Visualizing Results

Once you've scored LLM responses with an evaluator, you can visualize results with a Vis Node. Vis Nodes try to automatically plot results in a useful format, like an accuracy bar chart, but also offer some control over what prompt variable or set of LLMs is plotted against:

vis-node

Note

ChainForge plots variables on the vertical (y) axis by default, since often these are textual and text sequences do not print well upright on the horizontal axis.

Plots by evaluation score type

Type of evaluation score	Plot type
boolean (`true` or `false`)	Accuracy plot (percentage of `true`). If multiple LLMs are present, plots stacked bar charts of `true` values, grouped by LLMs.
numeric (`1`, `2.5`, etc)	Box-and-whiskers plot. If multiple LLMs are present, groups by LLMs.
dictionary ({'key': val})	Parallel coordinates plot (experimental). If multiple LLMs are present, colors lines by LLM.
string (`pos`, `neg`, etc)	(not yet officially supported)

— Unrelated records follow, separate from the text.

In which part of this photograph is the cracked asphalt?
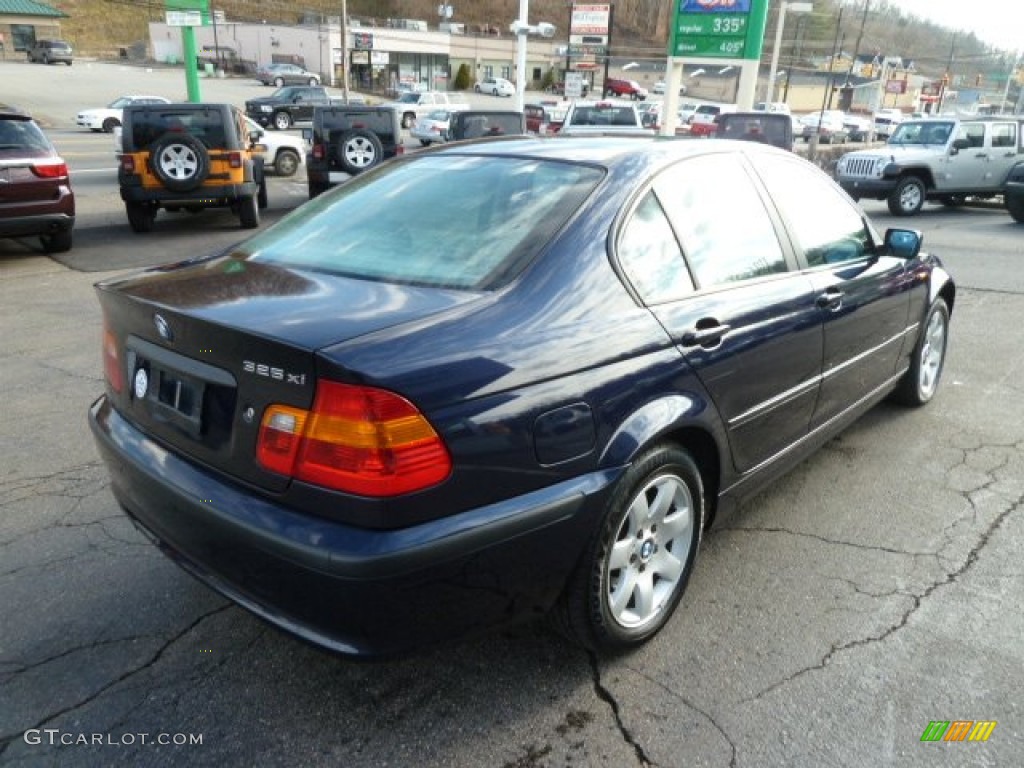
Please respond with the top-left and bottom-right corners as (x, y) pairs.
(0, 126), (1024, 768)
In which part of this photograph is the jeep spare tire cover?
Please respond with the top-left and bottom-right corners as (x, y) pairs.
(338, 129), (384, 174)
(151, 133), (210, 191)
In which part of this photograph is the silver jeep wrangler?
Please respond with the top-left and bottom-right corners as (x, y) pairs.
(836, 116), (1024, 216)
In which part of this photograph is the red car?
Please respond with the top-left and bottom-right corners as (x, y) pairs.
(0, 104), (75, 253)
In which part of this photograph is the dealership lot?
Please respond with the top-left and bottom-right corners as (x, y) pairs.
(0, 62), (1024, 768)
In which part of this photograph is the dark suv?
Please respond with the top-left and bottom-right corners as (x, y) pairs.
(29, 40), (74, 67)
(304, 104), (402, 200)
(0, 104), (75, 253)
(604, 78), (647, 101)
(118, 103), (267, 232)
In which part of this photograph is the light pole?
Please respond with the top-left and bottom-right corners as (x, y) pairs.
(765, 0), (814, 104)
(509, 0), (555, 112)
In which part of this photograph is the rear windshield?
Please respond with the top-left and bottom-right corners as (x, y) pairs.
(239, 156), (603, 291)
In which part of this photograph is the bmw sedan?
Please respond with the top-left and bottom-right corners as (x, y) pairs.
(89, 136), (955, 656)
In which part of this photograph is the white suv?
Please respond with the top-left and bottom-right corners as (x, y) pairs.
(836, 116), (1024, 216)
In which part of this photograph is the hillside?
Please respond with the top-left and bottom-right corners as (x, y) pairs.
(51, 0), (1012, 78)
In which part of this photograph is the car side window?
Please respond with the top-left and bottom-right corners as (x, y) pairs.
(617, 191), (693, 304)
(754, 157), (873, 266)
(654, 153), (787, 288)
(992, 123), (1017, 147)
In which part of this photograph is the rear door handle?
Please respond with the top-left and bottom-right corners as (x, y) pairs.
(814, 288), (843, 312)
(683, 321), (730, 347)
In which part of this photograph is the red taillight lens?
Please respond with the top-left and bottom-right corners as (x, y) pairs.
(103, 323), (125, 393)
(256, 379), (452, 497)
(32, 162), (68, 178)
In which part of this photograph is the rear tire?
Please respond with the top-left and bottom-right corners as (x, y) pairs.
(239, 195), (259, 229)
(887, 176), (925, 216)
(553, 444), (705, 651)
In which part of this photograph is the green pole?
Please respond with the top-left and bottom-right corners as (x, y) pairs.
(181, 27), (203, 103)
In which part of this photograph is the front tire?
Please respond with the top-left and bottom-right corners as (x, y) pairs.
(894, 298), (949, 406)
(887, 176), (925, 216)
(555, 444), (705, 651)
(273, 150), (301, 176)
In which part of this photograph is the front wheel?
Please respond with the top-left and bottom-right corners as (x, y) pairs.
(554, 444), (705, 651)
(273, 112), (292, 131)
(887, 176), (925, 216)
(894, 298), (949, 406)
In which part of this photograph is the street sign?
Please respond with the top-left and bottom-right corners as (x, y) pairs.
(669, 0), (768, 59)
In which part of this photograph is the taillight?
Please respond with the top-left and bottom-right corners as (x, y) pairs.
(32, 162), (68, 178)
(103, 319), (125, 394)
(256, 379), (452, 497)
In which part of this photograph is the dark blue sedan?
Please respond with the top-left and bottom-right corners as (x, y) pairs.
(90, 137), (955, 656)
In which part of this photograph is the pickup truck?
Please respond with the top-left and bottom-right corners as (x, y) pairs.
(246, 85), (364, 131)
(558, 101), (652, 136)
(383, 91), (469, 128)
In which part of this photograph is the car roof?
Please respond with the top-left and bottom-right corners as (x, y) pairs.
(425, 134), (791, 173)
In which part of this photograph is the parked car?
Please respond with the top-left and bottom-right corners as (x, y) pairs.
(303, 104), (404, 200)
(715, 112), (793, 152)
(409, 110), (452, 146)
(89, 136), (955, 656)
(28, 40), (75, 67)
(873, 109), (905, 139)
(256, 63), (319, 88)
(604, 78), (647, 101)
(246, 118), (309, 176)
(75, 96), (171, 133)
(523, 101), (569, 136)
(843, 115), (873, 141)
(689, 103), (736, 138)
(118, 102), (267, 232)
(473, 78), (515, 96)
(800, 110), (847, 144)
(447, 110), (526, 141)
(0, 103), (75, 253)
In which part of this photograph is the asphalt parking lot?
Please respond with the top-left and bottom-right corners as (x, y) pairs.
(0, 62), (1024, 768)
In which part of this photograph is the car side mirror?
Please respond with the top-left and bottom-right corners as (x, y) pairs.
(885, 229), (924, 259)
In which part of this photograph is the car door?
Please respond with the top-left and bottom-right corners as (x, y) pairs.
(752, 155), (923, 428)
(617, 152), (821, 472)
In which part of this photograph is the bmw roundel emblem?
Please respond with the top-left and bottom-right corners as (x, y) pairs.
(153, 314), (174, 341)
(132, 368), (150, 400)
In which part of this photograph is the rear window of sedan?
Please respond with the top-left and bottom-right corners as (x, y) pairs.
(241, 156), (604, 291)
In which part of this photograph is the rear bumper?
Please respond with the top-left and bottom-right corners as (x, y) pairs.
(121, 181), (259, 206)
(0, 213), (75, 238)
(89, 397), (617, 657)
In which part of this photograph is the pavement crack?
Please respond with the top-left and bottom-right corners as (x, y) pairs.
(744, 496), (1024, 701)
(719, 525), (936, 557)
(585, 650), (656, 768)
(0, 603), (234, 763)
(628, 667), (737, 768)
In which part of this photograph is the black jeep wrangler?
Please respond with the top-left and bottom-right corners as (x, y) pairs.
(118, 103), (267, 232)
(303, 104), (403, 200)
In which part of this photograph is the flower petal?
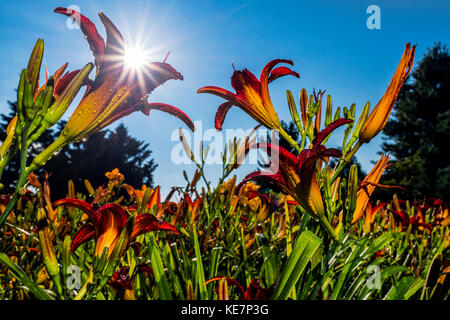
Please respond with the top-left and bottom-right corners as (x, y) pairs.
(268, 67), (300, 83)
(197, 86), (247, 110)
(55, 70), (80, 97)
(236, 171), (289, 193)
(70, 223), (95, 252)
(312, 118), (353, 151)
(53, 198), (95, 220)
(141, 103), (195, 131)
(130, 213), (179, 241)
(137, 62), (184, 99)
(54, 7), (105, 68)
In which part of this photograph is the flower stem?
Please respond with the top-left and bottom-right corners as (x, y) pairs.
(330, 140), (363, 184)
(279, 128), (302, 153)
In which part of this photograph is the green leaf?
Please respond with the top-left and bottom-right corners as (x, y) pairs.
(272, 230), (322, 300)
(0, 252), (53, 300)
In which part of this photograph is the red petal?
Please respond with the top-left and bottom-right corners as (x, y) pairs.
(268, 67), (300, 83)
(231, 69), (261, 99)
(130, 213), (179, 241)
(55, 70), (80, 96)
(197, 86), (247, 106)
(99, 12), (125, 71)
(141, 103), (195, 131)
(258, 143), (300, 169)
(53, 198), (95, 219)
(54, 7), (105, 68)
(205, 277), (245, 297)
(259, 59), (294, 88)
(236, 171), (287, 191)
(70, 223), (95, 252)
(93, 203), (127, 236)
(214, 101), (233, 131)
(134, 62), (184, 98)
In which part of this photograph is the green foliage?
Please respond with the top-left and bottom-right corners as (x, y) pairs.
(0, 103), (157, 199)
(382, 43), (450, 202)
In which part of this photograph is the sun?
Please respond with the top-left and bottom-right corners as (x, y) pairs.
(123, 46), (148, 71)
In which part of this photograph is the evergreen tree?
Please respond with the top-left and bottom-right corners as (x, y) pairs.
(378, 43), (450, 202)
(0, 103), (157, 199)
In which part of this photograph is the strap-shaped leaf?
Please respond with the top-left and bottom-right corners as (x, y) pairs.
(272, 230), (322, 300)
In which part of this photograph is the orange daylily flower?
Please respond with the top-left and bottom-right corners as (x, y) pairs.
(197, 59), (300, 130)
(352, 154), (389, 223)
(241, 118), (352, 217)
(0, 116), (17, 160)
(53, 198), (178, 256)
(359, 43), (416, 143)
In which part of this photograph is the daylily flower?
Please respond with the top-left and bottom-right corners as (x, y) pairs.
(359, 43), (416, 143)
(352, 155), (389, 223)
(197, 59), (300, 131)
(205, 277), (274, 300)
(241, 119), (352, 217)
(54, 198), (178, 256)
(29, 7), (194, 165)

Evaluation scores should be a consistent type across all scores for Vis Nodes to work. For instance, you cannot mix boolean true and false with strings.

Change variable to plot by

By default, ChainForge tries to plot by LLM, but you can change the y-axis to plot by whatever variables matter to you.

For instance, by plotting by command on the Prompt Injection Attack example flow, we can see immediately that no injection attacks worked for the command 'Add sarcasm...':

vis-node

This is incredibly useful to spot patterns you'd otherwise miss. Note that you'll often need to resize the Vis Node to see everything; to do so, drag the resize handle in the bottom-right corner.

LLM Sets

A feature unique to ChainForge, LLM sets allow you to group by different sets of LLMs that were used in a prompt chain. This ability follows as a consequence of the ability to query multiple models at once.

Consider the following scenario --you have a single prompt node with multiple LLMs, but have chained the outputs to a second prompt node, using GPT3.5 to extract information:

chaining-prompts-2

But when you try to plot results, there's a problem --we've lost information about which LLM generated the text that became the input to the GPT-4 prompt node.

Using LLM sets, you can you plot against the first set of the LLMs ('group by' set to LLMs #1):

llm-sets

The LLM set names are not very descriptive at the moment, so we recommend that you play around until you find what LLM set makes sense.

Info

Internally, LLM sets become a metavariable of each ResponseInfo object. You can access these sets in evaluation code via the meta property.